Kalau pun ada Dewas, biar dapat meminimalisasi konflik kepentingan dan terkesan tidak ada intervensi, Dewas tidak perlu memberikan laporan. Cukup sebagai bahan kajian hukum internal KPK.
Bukankah Dewas ini masuk struktural dalam KPK? Kenapa harus memberikan informasi ke luar kelembagaan segala, mengingat kelembagaan Presiden adalah berbeda dengan KPK.
Kalau pun alasan pembenarnya adalah KPK masuk rumpun eksekutif (state auxilary agency) dan telah dikuatkan putusan MK No.36/PUU-XV/2017, Posisi Presiden sebagai kepala negara dan pemerintahan tidak tepat memposisikan seperti itu. Apalagi jika alasannya untuk memperkuat sistem Presidential.
Ini aneh. Mengacaukan sistem kelembagaan negara. Mendekonstruksi akal sehat berpikir. Meruntuhkan nalar publik dalam pemberantasan korupsi.
Jauh lebih itu, bagi saya adanya "organ pelaksana pengawas" (Pasa 37C UU KPK) yang dibentuk melalui Perpres ini membuat independensi KPK makin diacak-acak. Indikasi intervensi sangat rentan terjadi. Kita tunggu saja Perpres ini nanti akan berisi seperti apa.
Kinerja Penyidik KPK dan pimpinan KPK ini bisa tersandera oleh adanya Dewas. Hal ini terjadi karena proses teknis pimpinan KPK mengajukan permohonan tertulis terhadap penyadapan.
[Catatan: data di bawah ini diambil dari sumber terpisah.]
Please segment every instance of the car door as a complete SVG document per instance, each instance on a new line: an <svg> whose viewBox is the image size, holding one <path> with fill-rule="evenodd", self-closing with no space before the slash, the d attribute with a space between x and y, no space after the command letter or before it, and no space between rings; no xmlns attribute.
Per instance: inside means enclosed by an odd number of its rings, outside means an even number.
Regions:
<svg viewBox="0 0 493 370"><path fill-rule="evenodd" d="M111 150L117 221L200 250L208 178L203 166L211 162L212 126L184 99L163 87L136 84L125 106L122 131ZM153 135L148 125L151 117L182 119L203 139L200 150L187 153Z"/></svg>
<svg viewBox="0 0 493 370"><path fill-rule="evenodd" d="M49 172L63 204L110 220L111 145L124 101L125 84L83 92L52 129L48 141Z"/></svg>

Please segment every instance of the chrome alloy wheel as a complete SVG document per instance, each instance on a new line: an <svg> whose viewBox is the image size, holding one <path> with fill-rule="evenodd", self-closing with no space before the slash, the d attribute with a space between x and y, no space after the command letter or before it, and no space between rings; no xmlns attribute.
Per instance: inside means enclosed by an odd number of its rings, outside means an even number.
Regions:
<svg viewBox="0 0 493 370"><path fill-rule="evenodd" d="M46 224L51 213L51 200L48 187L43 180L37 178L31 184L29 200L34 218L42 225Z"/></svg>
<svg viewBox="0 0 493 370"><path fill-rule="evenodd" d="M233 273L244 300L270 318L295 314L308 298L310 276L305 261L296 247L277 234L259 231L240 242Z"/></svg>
Jika Dewas tidak memberikan izin? Padahal hasil penyidikan sudah meyakinkan potensi adanya tindak pidana korupsi, sehingga diperlukan penyadapan.
Apa jaminan Dewas saat ini tidak diintervensi? Apalagi masa tunggu diberikan izin dan tidaknya adalah 1x24 jam (Pasal 12B ayat (3) UU KPK). Jeda waktu ini ruang untuk diintervensi.
Kepolisian dan Kejaksaan juga merupakan mitra kerja dalam pemberantasan korupsi ketika ada kalanya KPK bersinergi saat pelimpahan berkas kasus korupsi.
5 Dewas adalah Tumpak H. Panggabean (Ketua merangkap anggota), Albertina Ho, Artidjo Alkostar, Harjono, dan Syamsudin H. Mereka semua tentunya memiliki jejak rekam baik dan berintegritas.
Ada harapan baru. Walau pun sekali lagi persoalannya bukan pada personal. Akan tetapi pada kelembagaan Dewas. Kita tunggu bersama kinerja mereka semua.